Ben tiba di Surabaya bersama sahabatnya, Edward Hasudingan Manik, yang akrab dipanggil Edu, Jumat siang, 10 Desember. Ben mengenakan kaus hitam bertulisan "Ngeeee kuning mengkilap". Edu mengenal Ben pertama kali pada 2004, saat ia kuliah di Ithaca College, Amerika Serikat. Mereka menginap di Hotel Santika Pandegiling.

Sugito menceritakan, pada Sabtu pagi, 11 Desember, ia menjemput Ben dan Edu. Tujuan perjalanan adalah Candi Penataran, Blitar. Ben juga ingin mampir ke Petirtaan Jolotundo di Trawas, Kabupaten Mojokerto, dan Candi Belahan atau Sumber Tetek di kawasan Gempol, Kabupaten Pasuruan, Jawa Timur. Memasuki Kabupaten Sidoarjo, sekitar 20 kilometer dari Surabaya, Sugito menawarkan apakah Ben sudah pernah ke Museum Mpu Tantular. Karena belum, Ben setuju untuk berhenti.

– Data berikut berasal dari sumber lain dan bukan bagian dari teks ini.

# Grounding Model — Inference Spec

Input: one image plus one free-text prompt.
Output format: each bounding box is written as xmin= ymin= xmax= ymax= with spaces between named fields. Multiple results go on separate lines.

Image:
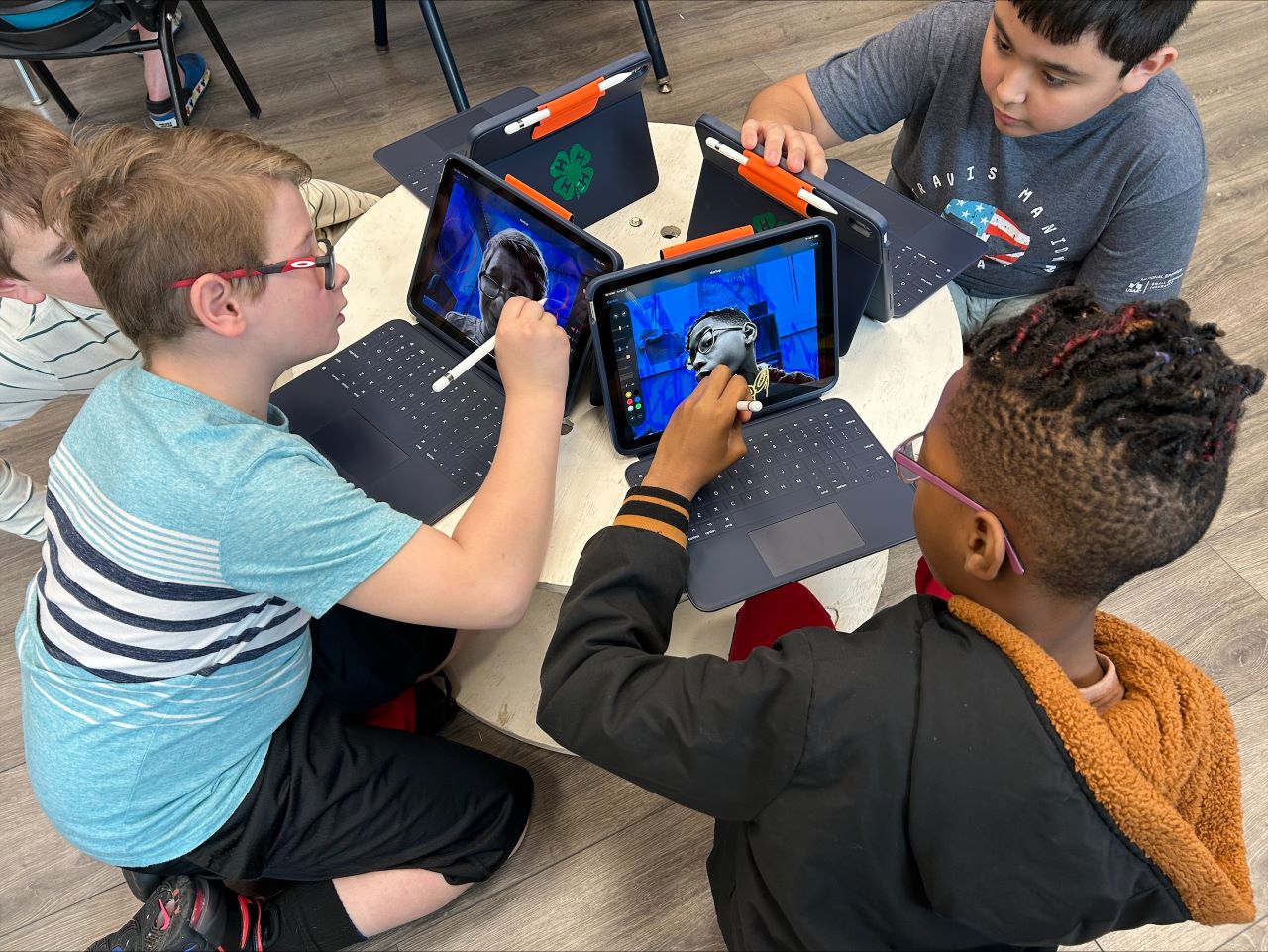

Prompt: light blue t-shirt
xmin=17 ymin=368 xmax=418 ymax=866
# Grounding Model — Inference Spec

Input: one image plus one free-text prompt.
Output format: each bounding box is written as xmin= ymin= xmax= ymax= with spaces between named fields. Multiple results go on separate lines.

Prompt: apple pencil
xmin=431 ymin=309 xmax=568 ymax=393
xmin=705 ymin=136 xmax=837 ymax=214
xmin=502 ymin=72 xmax=634 ymax=136
xmin=431 ymin=334 xmax=497 ymax=393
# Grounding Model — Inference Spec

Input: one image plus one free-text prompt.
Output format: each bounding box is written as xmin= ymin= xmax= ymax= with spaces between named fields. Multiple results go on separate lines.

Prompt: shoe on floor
xmin=146 ymin=53 xmax=212 ymax=130
xmin=89 ymin=876 xmax=227 ymax=952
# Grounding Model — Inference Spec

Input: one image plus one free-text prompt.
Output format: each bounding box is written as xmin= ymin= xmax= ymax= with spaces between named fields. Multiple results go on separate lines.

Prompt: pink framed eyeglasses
xmin=891 ymin=431 xmax=1026 ymax=576
xmin=171 ymin=239 xmax=335 ymax=290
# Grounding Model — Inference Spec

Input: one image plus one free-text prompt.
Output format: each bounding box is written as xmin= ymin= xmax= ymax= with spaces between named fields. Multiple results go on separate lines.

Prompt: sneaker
xmin=128 ymin=10 xmax=185 ymax=55
xmin=146 ymin=53 xmax=212 ymax=130
xmin=89 ymin=876 xmax=264 ymax=952
xmin=413 ymin=671 xmax=458 ymax=734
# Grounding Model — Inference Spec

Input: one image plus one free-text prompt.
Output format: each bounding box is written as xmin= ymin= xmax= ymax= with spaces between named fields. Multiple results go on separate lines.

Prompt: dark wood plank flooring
xmin=0 ymin=0 xmax=1268 ymax=949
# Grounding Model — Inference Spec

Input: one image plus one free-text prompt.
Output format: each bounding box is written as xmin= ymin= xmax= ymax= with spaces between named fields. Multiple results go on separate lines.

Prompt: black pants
xmin=137 ymin=606 xmax=533 ymax=884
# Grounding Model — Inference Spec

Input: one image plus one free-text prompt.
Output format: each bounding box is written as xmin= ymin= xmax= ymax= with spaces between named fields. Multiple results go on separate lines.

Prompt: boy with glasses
xmin=17 ymin=127 xmax=568 ymax=949
xmin=538 ymin=289 xmax=1264 ymax=949
xmin=0 ymin=106 xmax=377 ymax=543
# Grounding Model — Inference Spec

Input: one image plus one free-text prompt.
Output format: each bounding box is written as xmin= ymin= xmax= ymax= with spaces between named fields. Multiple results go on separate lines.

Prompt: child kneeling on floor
xmin=18 ymin=128 xmax=568 ymax=949
xmin=538 ymin=289 xmax=1263 ymax=949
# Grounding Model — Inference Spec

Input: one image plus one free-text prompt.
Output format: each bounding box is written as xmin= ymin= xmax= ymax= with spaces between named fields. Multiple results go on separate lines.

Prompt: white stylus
xmin=431 ymin=334 xmax=497 ymax=393
xmin=502 ymin=72 xmax=634 ymax=136
xmin=431 ymin=313 xmax=568 ymax=393
xmin=705 ymin=136 xmax=837 ymax=214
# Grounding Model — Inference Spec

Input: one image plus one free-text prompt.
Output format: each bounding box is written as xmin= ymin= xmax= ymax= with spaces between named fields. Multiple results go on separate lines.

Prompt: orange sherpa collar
xmin=950 ymin=597 xmax=1255 ymax=925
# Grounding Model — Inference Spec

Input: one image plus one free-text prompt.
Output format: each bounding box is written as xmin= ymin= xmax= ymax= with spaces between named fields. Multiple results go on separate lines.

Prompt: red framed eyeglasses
xmin=171 ymin=239 xmax=335 ymax=290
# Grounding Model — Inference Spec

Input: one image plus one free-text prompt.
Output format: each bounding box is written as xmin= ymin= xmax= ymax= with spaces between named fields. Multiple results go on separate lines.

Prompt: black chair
xmin=0 ymin=0 xmax=260 ymax=126
xmin=372 ymin=0 xmax=671 ymax=113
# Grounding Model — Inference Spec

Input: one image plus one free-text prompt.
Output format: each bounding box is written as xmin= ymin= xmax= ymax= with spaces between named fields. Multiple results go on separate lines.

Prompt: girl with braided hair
xmin=538 ymin=289 xmax=1264 ymax=949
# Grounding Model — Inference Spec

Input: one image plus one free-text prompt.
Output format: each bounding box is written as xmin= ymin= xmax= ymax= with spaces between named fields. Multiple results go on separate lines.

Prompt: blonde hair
xmin=0 ymin=106 xmax=75 ymax=280
xmin=44 ymin=127 xmax=312 ymax=354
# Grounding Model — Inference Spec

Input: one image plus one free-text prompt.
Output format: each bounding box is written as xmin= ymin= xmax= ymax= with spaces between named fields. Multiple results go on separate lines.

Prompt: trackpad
xmin=308 ymin=409 xmax=409 ymax=489
xmin=748 ymin=502 xmax=864 ymax=577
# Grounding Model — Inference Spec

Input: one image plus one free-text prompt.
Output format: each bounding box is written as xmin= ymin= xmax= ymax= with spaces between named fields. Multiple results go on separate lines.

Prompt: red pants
xmin=726 ymin=583 xmax=834 ymax=662
xmin=726 ymin=555 xmax=951 ymax=662
xmin=915 ymin=555 xmax=951 ymax=602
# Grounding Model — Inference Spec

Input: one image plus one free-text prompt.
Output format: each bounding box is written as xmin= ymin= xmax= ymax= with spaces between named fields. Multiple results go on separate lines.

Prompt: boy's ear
xmin=0 ymin=277 xmax=45 ymax=305
xmin=189 ymin=273 xmax=246 ymax=337
xmin=964 ymin=512 xmax=1008 ymax=582
xmin=1118 ymin=47 xmax=1179 ymax=92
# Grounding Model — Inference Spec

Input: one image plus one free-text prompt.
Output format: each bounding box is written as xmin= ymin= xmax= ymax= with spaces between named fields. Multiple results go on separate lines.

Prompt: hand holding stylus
xmin=431 ymin=298 xmax=568 ymax=398
xmin=643 ymin=366 xmax=749 ymax=499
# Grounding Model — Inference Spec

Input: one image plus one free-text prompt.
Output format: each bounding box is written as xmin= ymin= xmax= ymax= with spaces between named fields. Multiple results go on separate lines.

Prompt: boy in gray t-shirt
xmin=742 ymin=0 xmax=1206 ymax=336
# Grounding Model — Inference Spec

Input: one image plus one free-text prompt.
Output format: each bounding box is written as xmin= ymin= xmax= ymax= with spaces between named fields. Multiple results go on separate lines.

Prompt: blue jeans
xmin=947 ymin=281 xmax=1047 ymax=340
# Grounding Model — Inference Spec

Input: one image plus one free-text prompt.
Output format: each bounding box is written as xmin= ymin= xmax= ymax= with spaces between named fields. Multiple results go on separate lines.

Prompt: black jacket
xmin=538 ymin=526 xmax=1190 ymax=949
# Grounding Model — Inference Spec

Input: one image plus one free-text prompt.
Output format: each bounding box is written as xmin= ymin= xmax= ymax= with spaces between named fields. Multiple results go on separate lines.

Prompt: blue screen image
xmin=422 ymin=173 xmax=603 ymax=349
xmin=612 ymin=246 xmax=819 ymax=439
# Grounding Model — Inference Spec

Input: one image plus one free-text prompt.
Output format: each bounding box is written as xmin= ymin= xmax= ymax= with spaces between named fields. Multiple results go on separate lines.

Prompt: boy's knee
xmin=485 ymin=761 xmax=533 ymax=875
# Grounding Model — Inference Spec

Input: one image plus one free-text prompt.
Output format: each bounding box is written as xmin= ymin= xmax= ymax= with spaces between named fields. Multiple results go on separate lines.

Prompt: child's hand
xmin=643 ymin=367 xmax=752 ymax=499
xmin=739 ymin=119 xmax=828 ymax=178
xmin=494 ymin=298 xmax=568 ymax=400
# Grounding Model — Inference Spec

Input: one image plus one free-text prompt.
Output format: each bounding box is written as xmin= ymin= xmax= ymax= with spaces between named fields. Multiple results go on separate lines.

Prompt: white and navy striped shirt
xmin=18 ymin=368 xmax=418 ymax=866
xmin=0 ymin=298 xmax=141 ymax=540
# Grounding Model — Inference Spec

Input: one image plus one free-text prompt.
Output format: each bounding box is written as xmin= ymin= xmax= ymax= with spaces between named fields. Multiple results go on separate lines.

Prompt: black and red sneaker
xmin=89 ymin=876 xmax=272 ymax=952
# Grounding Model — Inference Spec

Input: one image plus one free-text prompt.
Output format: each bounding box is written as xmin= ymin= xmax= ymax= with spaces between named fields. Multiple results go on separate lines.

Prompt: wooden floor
xmin=0 ymin=0 xmax=1268 ymax=949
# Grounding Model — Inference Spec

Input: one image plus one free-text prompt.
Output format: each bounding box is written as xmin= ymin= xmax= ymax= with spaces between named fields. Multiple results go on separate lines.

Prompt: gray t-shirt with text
xmin=807 ymin=0 xmax=1206 ymax=305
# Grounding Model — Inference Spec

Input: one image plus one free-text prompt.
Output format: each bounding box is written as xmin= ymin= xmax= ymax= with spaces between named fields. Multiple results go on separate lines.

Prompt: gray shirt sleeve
xmin=1075 ymin=176 xmax=1206 ymax=307
xmin=806 ymin=6 xmax=947 ymax=142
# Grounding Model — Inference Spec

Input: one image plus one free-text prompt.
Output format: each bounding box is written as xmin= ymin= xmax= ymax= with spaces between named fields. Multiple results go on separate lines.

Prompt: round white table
xmin=295 ymin=123 xmax=961 ymax=751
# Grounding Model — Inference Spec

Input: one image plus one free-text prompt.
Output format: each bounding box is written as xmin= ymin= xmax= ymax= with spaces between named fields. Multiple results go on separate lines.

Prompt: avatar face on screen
xmin=684 ymin=308 xmax=757 ymax=382
xmin=605 ymin=239 xmax=830 ymax=441
xmin=445 ymin=228 xmax=547 ymax=344
xmin=684 ymin=302 xmax=816 ymax=398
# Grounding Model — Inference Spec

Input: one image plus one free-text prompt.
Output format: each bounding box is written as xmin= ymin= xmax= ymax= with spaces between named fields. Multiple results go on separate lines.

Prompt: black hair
xmin=683 ymin=308 xmax=753 ymax=345
xmin=479 ymin=228 xmax=547 ymax=298
xmin=947 ymin=287 xmax=1264 ymax=601
xmin=1011 ymin=0 xmax=1197 ymax=76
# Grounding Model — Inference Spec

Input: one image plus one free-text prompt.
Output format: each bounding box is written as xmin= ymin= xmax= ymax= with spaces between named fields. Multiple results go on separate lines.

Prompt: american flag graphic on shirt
xmin=942 ymin=198 xmax=1029 ymax=266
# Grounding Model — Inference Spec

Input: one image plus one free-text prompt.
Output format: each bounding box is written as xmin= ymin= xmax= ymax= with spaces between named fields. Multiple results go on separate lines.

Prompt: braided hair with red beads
xmin=948 ymin=287 xmax=1264 ymax=601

Ia berkeliling museum selama 15 menit. "Pak Ben berkomentar museumnya bagus," kata Sugito.

Dari sana, mereka melanjutkan perjalanan ke Petirtaan Jolotundo. Ben hanya berkeliling santai, sekitar 15 menit. Mereka lalu meneruskan rute ke Candi Belahan atau Sumber Tetek di kawasan Gempol, Kabupaten Pasuruan. Ben, kata Edu, sangat menyukai patung Dewi Sri dan patung Dewi Laksmi yang ada di Sumber Tetek. Mereka selanjutnya menuju Kota Batu. Tiba pukul 19.30 di Hotel Royal Orchid, mereka check-in di kamar nomor 143, lalu makan malam di restoran hotel. Ben tampak lelah. Pukul 20.30, mereka masuk kamar untuk istirahat. Di dalam kamar dengan dua ranjang itu, Ben tidur sendirian. Di sebelahnya, Edu berdua dengan Sugito. Sebelum memejamkan mata, Ben berucap, "Besok kita ke Kelud, ya?"

Ternyata permintaan "besok ke Kelud ya" itu adalah kata-kata terakhir Ben. Sekitar pukul 23.00, Edu terbangun lantaran Ben mendengkur dengan keras. "Saya kaget, ngoroknya keras, seperti tersentak," ujar Edu. Setelah satu-dua menit, suara dengkuran itu menghilang. Tak lama kemudian, Ben mendengkur lagi, tak kalah keras. Edu dan Sugito mengguncang dengan lembut tubuh tinggi besar itu. Ben tetap terlelap. Dengkuran itu berulang hingga sekitar sepuluh kali.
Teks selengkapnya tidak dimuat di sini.